The increased oversight and restrictions of owning a property with an Owners Association can be both an advantage and, sometimes, create a headache or two. Therefore, before you invest in a rental with an Association, think about these benefits and downsides. You may then make the option that is appropriate for you.
Initially, it’s imperative to know what an HOA is and what they do. HOAs get a lot of criticism and bad press, not all of which is fair. This is because HOAs exist mostly to help maintain certain standards within the community. While the governing boards of some Associations are formed of community residents, some are overseen by the community’s developers; others have professional management, while others do not.
All Owners Associations have governing documents named covenants, conditions, and restrictions (CC&Rs), which explain the rules and requirements for property owners in the community. When you purchase a property with an HOA, you instantly become a member and are needed to pay any related Association assessments. These assessments are utilized to maintain common areas and any other amenities the community may offer, such as parks, recreation centers, etc.
No two Associations are the same, so it is advisable to do your research and examine the specific HOA documents for any property you want to buy.
Because HOAs can vary broadly, it is feasible to purchase a single-family property with an HOA that comes with a variety of perks.
For instance, some HOA communities offer beautiful, private amenities such as swimming pools, parks, playgrounds, tennis courts, or a recreation center or gym. Providing renter access to these amenities (if allowed by the governing documents) can be a big selling point for a rental house, something that may make finding and keeping tenants simpler.
One more wonderful advantage of some HOAs is that they may offer common area and sometimes even front yard maintenance. Contingent upon the community, they may even incorporate trash removal services or snow removal. Letting the HOA take control of even a few maintenance tasks helps alleviate the work of a Chubbuck property manager.
Numerous individuals appreciate residing in communities with HOAs because they seem to be cleaner and maintained better. Not only is this excellent for property values, but it can also be a huge appeal for prospective tenants.
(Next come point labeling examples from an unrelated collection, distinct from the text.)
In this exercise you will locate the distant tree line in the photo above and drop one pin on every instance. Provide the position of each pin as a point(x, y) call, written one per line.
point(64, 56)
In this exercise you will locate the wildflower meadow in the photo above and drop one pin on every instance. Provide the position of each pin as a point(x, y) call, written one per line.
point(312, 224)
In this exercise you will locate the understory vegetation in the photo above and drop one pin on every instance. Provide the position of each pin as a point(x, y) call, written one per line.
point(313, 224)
Obviously, there are also some possible downsides to owning a rental property in an HOA. Usually, homeowners who are unhappy about their Association feel that way because they’ve either decided they don’t prefer (or don’t want to follow) the community rules or don’t like paying their assessments. However, the major concern for property investors is that sometimes HOAs will put restrictions on your ability to lease the property you own.
For instance, several Associations are now prohibiting owners from using their investment properties as vacation or short-term rentals. Some HOAs even restrict or prohibit long-term rentals in the community. There may also be rules about how long the property owner must occupy the house before renting it to others.
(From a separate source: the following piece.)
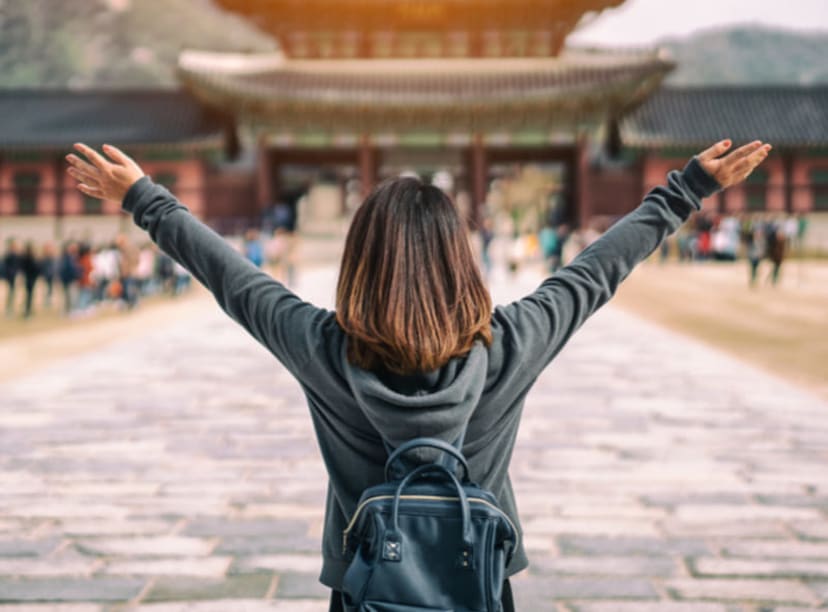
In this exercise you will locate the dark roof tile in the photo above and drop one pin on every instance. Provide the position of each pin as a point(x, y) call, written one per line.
point(785, 116)
point(57, 118)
An HOA can also generate headaches for rental property owners by requesting special assessments for unplanned costs or requiring property owners to conduct additional tenant screening. These are just a few instances, but because every HOA is different, you may encounter all sorts of restrictions, big and little. Association assessments will take a chunk out of your cash flows, and it’s not always viable to raise the rent enough to cover the amounts fully.
Assume you do opt to purchase a property with an HOA. In such a scenario, you’ll also need to budget extra funds for special assessment costs, which don’t come up too often but can be large amounts, especially if the community is older and in need of repair or replacing big-ticket items.
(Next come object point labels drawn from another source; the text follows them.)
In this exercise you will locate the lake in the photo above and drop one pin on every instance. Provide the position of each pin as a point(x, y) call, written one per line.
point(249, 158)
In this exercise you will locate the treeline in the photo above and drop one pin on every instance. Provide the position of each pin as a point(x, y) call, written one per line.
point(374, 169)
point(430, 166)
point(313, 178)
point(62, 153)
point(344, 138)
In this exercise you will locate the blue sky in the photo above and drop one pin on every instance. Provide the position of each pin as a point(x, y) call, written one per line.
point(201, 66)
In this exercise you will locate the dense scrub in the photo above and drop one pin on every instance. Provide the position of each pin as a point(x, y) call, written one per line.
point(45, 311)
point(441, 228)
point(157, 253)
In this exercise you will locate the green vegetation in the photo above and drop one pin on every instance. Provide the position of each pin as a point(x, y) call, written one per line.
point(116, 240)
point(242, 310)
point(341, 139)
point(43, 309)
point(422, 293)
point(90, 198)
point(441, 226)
Lastly, selecting whether to purchase a single-family rental in an Owner Association depends on whether the pros outweigh the cons. It also depends on the particular community and HOA and how likely the governing board is to meddle in the leasing process. This makes it vital to chat to other property owners in the area, read the documents cautiously, and understand exactly what you are getting yourself into. This is great advice for any purchase, particularly when buying a property with an Owners Association.
Do you want a local expert’s advice on a property or community? We can assist! Communicate with Real Property Management Pocatello to learn how we help rental property investors like you find profitable investments.